Ujang tidak menyebut nama pasar yang didapati ada penjual pangan mengandung zat berbahaya itu. Namun saat ini barang bukti sebagian dibawa ke BPOM dan lainnya dibawa aparat dari Kementerian Kelautan dan Perikanan (KKP) untuk disita.
“Ini hasil Operasi Opson V, yang melibatkan berbagai instansi seperti BPOM dan KKP. Jadi bukan temuan BPOM saja. Kami berkoordinasi dengan KKP,” lanjut Ujang.

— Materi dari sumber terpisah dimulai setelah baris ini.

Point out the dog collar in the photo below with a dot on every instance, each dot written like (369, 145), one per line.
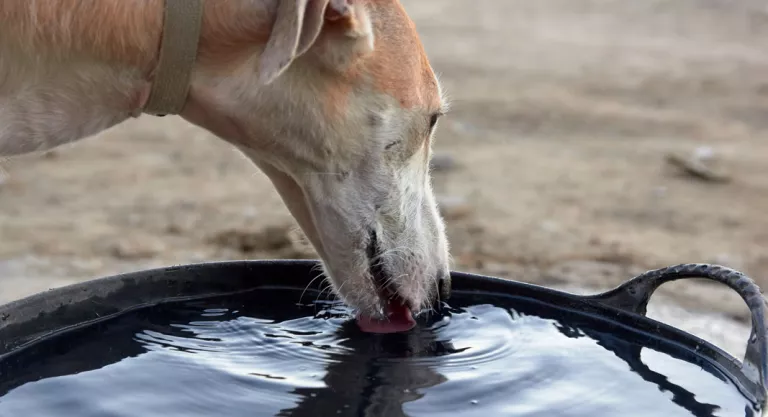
(182, 23)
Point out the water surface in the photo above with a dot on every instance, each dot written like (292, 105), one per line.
(262, 354)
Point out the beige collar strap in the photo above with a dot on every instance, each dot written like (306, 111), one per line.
(178, 51)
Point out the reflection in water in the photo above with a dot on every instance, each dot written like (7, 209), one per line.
(374, 380)
(242, 357)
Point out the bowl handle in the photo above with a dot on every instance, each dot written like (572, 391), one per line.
(633, 296)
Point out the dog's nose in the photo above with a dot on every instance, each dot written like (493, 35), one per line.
(444, 285)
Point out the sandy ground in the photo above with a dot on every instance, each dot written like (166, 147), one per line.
(564, 112)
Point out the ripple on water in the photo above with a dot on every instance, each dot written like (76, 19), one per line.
(239, 357)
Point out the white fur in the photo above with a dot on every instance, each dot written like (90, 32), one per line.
(338, 177)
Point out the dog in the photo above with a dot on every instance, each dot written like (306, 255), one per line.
(334, 100)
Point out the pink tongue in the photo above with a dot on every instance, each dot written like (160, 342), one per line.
(398, 320)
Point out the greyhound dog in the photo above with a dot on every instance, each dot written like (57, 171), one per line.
(334, 100)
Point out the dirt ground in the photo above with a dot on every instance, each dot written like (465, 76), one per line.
(553, 168)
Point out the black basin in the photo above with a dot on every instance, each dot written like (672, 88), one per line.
(29, 322)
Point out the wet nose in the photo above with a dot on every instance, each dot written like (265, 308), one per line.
(443, 286)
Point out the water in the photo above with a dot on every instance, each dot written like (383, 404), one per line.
(246, 355)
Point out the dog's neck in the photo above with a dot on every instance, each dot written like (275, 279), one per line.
(126, 33)
(116, 32)
(72, 68)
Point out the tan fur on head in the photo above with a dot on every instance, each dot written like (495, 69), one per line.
(334, 100)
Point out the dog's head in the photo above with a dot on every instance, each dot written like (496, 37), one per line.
(338, 105)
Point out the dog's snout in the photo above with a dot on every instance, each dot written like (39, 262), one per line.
(444, 285)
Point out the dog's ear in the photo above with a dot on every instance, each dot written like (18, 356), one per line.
(298, 24)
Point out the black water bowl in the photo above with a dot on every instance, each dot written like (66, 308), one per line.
(260, 339)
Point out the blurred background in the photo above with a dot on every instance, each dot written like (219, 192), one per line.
(589, 140)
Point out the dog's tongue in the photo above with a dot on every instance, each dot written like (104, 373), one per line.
(399, 319)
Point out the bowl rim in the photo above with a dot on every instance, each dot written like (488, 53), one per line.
(36, 317)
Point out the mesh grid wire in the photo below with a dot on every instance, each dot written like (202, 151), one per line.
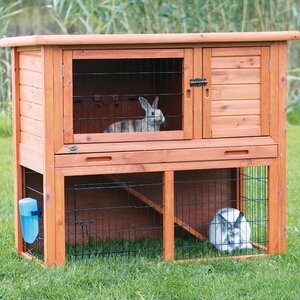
(121, 215)
(32, 184)
(114, 215)
(106, 91)
(199, 195)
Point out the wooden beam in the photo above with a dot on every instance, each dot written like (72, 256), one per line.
(49, 178)
(168, 216)
(16, 140)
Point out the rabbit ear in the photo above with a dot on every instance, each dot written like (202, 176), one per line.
(155, 102)
(144, 103)
(224, 223)
(237, 223)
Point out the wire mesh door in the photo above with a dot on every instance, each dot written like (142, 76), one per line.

Dipaparkan Ujang, di lapangan, pihak BPOM langsung menguji sampel pangan segar yang dijual di pasar. Dari hasil uji cepat menggunakan test kit (alat tes), diketahui ada sejumlah pangan segar, utamanya ikan asin yang mengandung bahan berbahaya.
“Saat inspeksi, kami langsung uji pangan-pangan itu dengan alat tes cepat, sebagian terbukti mengandung zat berbahaya,” katanya.
Baca juga:
Menurut Ujang, pangan segar tersebut merupakan produksi lokal, atau lintas provinsi. “Kami yakin, pangan segar tersebut diproduksi oleh lokal, atau lintas provinsi, tidak sampai dari luar negeri. Untuk lebih jelas, sebaiknya konfimrasi ke KKP, sebab KKP juga punya data soal ini,” kata Ujang yang mengaku sedang berada di Jakarta.
Diketahui, Operasi Opson V pertama kali digelar pada tahun 2011 oleh Interpol dan diikuti oleh 10 negara anggota di Eropa. Tahun ini merupakan tahun pertama Indonesia berpartisipasi dalam Operasi Opson.
BPOM ditunjuk sebagai National Coordinator dalam pelaksanaan Operasi Opson V. Secara khusus Operasi Opson di Indonesia dilaksanakan pada Januari-Februari 2016.